O tecido destinado à reação ISH deve receber tratamento prévio e específico de fixação e pré-hibridização para garantir a boa preservação da sua morfologia e a eficiente hibridização da sonda. Existem várias possibilidades de fixadores, com diferentes tempos de fixação, porém o paraformaldeído 4% é o mais utilizado por conservar bem o tecido sem alterar a sua estrutura morfológica(2, 19, 20, 22). Inicialmente, o tecido obtido de biópsia, livre de contaminação, deve ser imediatamente fixado por imersão em uma solução estéril de paraformaldeído 4% por pelo menos 18 horas, sendo que grandes fragmentos de tecido devem ser evitados. Quando se trabalha com RNA, recomenda-se que o tecido seja criteriosamente manipulado sob condições estéreis e livres de ribonucleases. Após a fixação com paraformaldeído, tratamento adicional com sacarose 30%, para desidratação, deve ser realizado. A seguir o tecido deve ser incluído em um polímero inerte (ex.: Tissue-Tek® O.C.T., Sakura Finetek, EUA), montado em um criomolde, e congelado a - 80°C por tempo indeterminado. O tecido assim congelado é, então, submetido a cortes em criostato, onde as finas secções obtidas (~ 10µm) são recolhidas sobre lâminas tratadas com 3-aminopropil-trietoxi-silano (Sigma Chemical Co, St Louis, MO USA).

Preparação da ribossonda

A escolha e a síntese da sonda para a reação de ISH são duas das partes principais do planejamento da reação. Diferentes sondas podem ser utilizadas para ISH, como DNA, cDNA, cRNA e de oligonucleotídeos, que podem ser inclusive obtidas comercialmente. As sondas de RNA estão entre as mais utilizadas e são as que abordaremos neste artigo.

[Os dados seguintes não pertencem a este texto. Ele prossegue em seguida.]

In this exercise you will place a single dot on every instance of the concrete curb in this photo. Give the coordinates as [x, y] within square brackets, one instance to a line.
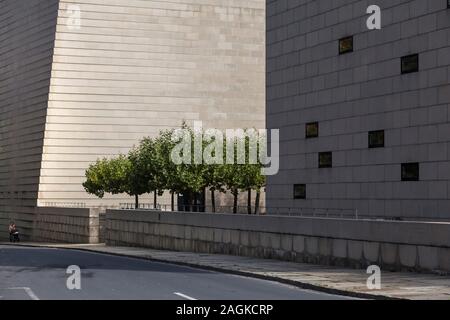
[298, 284]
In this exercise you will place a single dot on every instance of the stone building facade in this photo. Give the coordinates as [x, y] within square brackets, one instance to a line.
[364, 114]
[83, 79]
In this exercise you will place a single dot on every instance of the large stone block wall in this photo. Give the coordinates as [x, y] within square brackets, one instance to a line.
[135, 67]
[354, 93]
[66, 225]
[354, 243]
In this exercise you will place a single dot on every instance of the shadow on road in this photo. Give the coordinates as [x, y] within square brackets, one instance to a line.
[39, 259]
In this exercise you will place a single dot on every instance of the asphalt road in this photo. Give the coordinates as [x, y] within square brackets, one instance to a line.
[40, 274]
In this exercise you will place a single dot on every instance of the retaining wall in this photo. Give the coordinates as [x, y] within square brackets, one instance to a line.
[393, 245]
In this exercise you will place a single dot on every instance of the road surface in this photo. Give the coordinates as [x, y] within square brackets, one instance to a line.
[40, 274]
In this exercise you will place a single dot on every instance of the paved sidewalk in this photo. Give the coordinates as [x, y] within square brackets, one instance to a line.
[400, 285]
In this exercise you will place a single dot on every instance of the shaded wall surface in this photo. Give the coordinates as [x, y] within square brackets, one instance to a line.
[357, 92]
[354, 243]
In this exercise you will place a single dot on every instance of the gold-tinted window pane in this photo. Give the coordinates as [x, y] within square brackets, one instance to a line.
[346, 45]
[312, 130]
[410, 172]
[299, 191]
[376, 139]
[410, 63]
[325, 160]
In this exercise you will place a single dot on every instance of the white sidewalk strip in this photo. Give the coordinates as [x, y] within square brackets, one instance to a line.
[184, 296]
[29, 292]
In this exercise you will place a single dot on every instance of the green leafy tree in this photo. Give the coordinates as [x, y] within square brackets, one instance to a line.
[114, 176]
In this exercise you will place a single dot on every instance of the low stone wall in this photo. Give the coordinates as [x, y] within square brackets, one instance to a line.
[68, 225]
[415, 246]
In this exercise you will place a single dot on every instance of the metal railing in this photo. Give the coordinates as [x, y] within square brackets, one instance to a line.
[330, 213]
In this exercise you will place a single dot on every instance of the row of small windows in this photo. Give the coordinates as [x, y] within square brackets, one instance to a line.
[376, 138]
[409, 63]
[409, 172]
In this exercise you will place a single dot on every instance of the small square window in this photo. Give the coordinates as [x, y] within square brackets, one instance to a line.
[410, 171]
[325, 160]
[410, 63]
[312, 130]
[376, 139]
[299, 191]
[345, 45]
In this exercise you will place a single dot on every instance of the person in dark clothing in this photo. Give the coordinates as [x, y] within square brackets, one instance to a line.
[13, 233]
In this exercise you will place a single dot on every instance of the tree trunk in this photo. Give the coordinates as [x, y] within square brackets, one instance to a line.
[257, 200]
[213, 200]
[136, 201]
[249, 201]
[172, 201]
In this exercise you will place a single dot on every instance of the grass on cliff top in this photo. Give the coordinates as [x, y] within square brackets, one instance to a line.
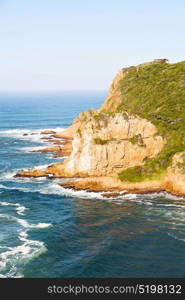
[156, 92]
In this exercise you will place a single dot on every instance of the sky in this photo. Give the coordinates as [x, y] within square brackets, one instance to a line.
[69, 45]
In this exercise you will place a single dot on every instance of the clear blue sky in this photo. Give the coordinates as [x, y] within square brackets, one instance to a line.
[80, 45]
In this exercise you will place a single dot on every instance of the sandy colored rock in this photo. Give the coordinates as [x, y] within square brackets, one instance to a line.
[31, 173]
[118, 152]
[48, 132]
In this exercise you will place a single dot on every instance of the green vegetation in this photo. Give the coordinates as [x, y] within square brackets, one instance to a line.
[137, 140]
[156, 91]
[99, 141]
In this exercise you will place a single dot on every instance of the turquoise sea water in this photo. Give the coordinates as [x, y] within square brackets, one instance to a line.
[46, 231]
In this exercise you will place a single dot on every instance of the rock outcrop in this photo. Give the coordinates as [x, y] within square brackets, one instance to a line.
[135, 129]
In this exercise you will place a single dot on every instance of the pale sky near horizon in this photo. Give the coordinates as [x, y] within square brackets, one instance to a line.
[80, 45]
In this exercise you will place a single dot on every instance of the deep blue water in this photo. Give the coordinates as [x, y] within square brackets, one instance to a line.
[46, 231]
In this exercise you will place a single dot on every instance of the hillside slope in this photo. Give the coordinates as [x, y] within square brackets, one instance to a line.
[137, 136]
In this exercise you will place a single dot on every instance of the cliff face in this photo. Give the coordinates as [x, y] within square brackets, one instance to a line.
[106, 145]
[136, 140]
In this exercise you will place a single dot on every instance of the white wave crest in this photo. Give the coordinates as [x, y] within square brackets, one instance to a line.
[25, 224]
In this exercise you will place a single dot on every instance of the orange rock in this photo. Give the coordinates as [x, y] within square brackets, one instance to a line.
[48, 132]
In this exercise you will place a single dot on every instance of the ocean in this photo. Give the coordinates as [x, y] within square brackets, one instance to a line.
[47, 231]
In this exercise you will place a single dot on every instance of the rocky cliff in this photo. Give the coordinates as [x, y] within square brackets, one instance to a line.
[136, 140]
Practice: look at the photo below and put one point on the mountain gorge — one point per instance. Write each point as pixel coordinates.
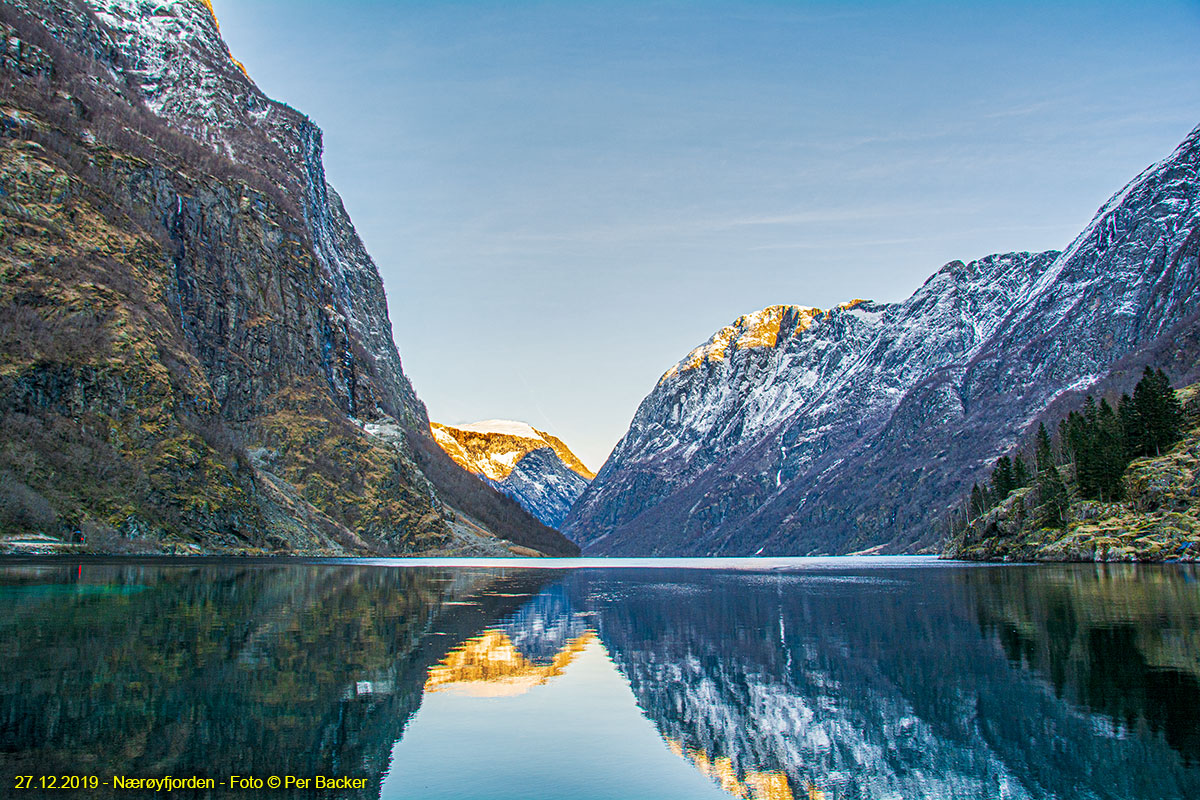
(196, 349)
(534, 468)
(799, 431)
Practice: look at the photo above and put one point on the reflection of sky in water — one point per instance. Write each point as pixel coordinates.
(931, 681)
(543, 626)
(577, 737)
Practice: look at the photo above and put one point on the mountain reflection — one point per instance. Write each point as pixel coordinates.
(490, 665)
(931, 681)
(227, 671)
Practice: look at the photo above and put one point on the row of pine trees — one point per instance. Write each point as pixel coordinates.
(1099, 440)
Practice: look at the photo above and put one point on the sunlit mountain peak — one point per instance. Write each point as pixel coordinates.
(491, 666)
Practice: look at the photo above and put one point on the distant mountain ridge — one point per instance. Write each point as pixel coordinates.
(534, 468)
(858, 427)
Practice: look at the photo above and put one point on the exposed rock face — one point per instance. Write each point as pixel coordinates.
(195, 337)
(858, 427)
(1158, 519)
(534, 468)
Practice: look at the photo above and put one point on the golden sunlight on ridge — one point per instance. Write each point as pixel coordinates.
(495, 455)
(753, 786)
(491, 666)
(238, 64)
(759, 329)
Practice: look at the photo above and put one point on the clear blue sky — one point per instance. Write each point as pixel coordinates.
(565, 197)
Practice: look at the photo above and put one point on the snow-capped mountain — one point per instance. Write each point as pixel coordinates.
(798, 431)
(239, 344)
(532, 467)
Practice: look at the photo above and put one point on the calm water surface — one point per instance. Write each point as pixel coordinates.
(765, 679)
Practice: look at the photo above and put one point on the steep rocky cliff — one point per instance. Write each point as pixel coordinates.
(534, 468)
(196, 349)
(797, 431)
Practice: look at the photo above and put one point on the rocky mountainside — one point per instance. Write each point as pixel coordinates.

As sondas de DNA e RNA utilizadas na reação de ISH devem ser inicialmente marcadas com: a) radioisótopos, como 3H, 35S, 125I, 32P e 33P; ou b) materiais não-radioativos, como biotina, digoxigenina ou fosfatase alcalina. Apesar de a sonda radioativa ser mais sensível, a marcação não-radioativa apresenta a vantagem de ter maior estabilidade e melhor resolução(12). Essa marcação, quando para ribossondas, se faz geralmente a partir de reação de transcrição in vitro, utilizando-se muitas vezes nick translation, um procedimento para introdução de nucleotídeos marcados numa molécula de ácido nucléico.

As sondas de fita simples são mais eficientes devido a sua maior capacidade de pareamento. As sondas de RNA, ou ribossondas, podem ser preparadas a partir de reação de transcrição in vitro, usando seqüências de cDNA como molde, as quais serão subclonadas em um vetor próprio para transcrição(20). Vetores são fragmentos de DNA que se replicam em células vivas e são construídos para carregar um fragmento exógeno de DNA ou cDNA.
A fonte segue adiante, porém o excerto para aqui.